From f24cd778e2cf5877c0df7a0d4f1c6333f2ddb869 Mon Sep 17 00:00:00 2001
From: Garry Tan <garrytan@gmail.com>
Date: Tue, 17 Mar 2026 10:57:52 -0700
Subject: [PATCH] feat: coverage audit now maps user flows, interactions, and
 error states

Step 3.4 now covers the full picture: code branches AND user-facing behavior.
Maps user flows (complete journey through the feature), interaction edge cases
(double-click, back button, stale state, slow connection), error states
(what does the user actually see?), and boundary states (zero results,
10k results, max-length input). Coverage diagram splits into Code Path
Coverage and User Flow Coverage sections with separate percentages.
---
 ship/SKILL.md                 | 58 +++++++++++++++++++++++++++++------
 ship/SKILL.md.tmpl            | 58 +++++++++++++++++++++++++++++------
 test/skill-validation.test.ts |  2 +-
 3 files changed, 99 insertions(+), 19 deletions(-)

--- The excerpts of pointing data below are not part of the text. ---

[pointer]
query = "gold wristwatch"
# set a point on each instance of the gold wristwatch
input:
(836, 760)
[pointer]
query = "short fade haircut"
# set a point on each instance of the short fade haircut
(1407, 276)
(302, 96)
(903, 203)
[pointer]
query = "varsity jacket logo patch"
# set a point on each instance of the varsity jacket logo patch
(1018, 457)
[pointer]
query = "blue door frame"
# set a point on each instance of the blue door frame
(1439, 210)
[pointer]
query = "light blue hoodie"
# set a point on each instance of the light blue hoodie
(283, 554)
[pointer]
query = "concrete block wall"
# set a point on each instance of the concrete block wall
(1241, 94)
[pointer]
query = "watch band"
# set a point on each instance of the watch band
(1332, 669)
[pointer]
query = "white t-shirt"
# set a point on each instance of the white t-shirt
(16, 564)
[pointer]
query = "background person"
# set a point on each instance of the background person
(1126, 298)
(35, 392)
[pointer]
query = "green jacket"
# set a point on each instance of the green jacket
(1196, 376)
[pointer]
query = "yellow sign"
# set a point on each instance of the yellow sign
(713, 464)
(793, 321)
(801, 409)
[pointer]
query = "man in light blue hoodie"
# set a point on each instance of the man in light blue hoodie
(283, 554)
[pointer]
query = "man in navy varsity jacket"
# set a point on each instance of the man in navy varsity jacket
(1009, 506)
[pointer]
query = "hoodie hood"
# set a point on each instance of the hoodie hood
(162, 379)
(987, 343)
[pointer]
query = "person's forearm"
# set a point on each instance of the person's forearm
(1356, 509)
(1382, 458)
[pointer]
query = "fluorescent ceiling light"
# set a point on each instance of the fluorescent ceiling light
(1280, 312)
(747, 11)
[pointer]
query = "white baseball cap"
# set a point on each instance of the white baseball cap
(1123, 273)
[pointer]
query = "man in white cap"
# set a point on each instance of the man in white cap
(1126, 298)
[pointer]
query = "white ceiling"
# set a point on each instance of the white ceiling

diff --git a/ship/SKILL.md b/ship/SKILL.md
index 6f1057c4..9c48b942 100644
--- a/ship/SKILL.md
+++ b/ship/SKILL.md
@@ -469,23 +469,46 @@ Read every changed file. For each one, trace how data flows through the code —
 
 This is the critical step — you're building a map of every line of code that can execute differently based on input. Every branch in this diagram needs a test.
 
-**2. Check each branch against existing tests:**
+**2. Map user flows, interactions, and error states:**
 
-Go through your diagram branch by branch. For each one, search for a test that exercises it:
+Code coverage isn't enough — you need to cover how real users interact with the changed code. For each changed feature, think through:
+
+- **User flows:** What sequence of actions does a user take that touches this code? Map the full journey (e.g., "user clicks 'Pay' → form validates → API call → success/failure screen"). Each step in the journey needs a test.
+- **Interaction edge cases:** What happens when the user does something unexpected?
+  - Double-click/rapid resubmit
+  - Navigate away mid-operation (back button, close tab, click another link)
+  - Submit with stale data (page sat open for 30 minutes, session expired)
+  - Slow connection (API takes 10 seconds — what does the user see?)
+  - Concurrent actions (two tabs, same form)
+- **Error states the user can see:** For every error the code handles, what does the user actually experience?
+  - Is there a clear error message or a silent failure?
+  - Can the user recover (retry, go back, fix input) or are they stuck?
+  - What happens with no network? With a 500 from the API? With invalid data from the server?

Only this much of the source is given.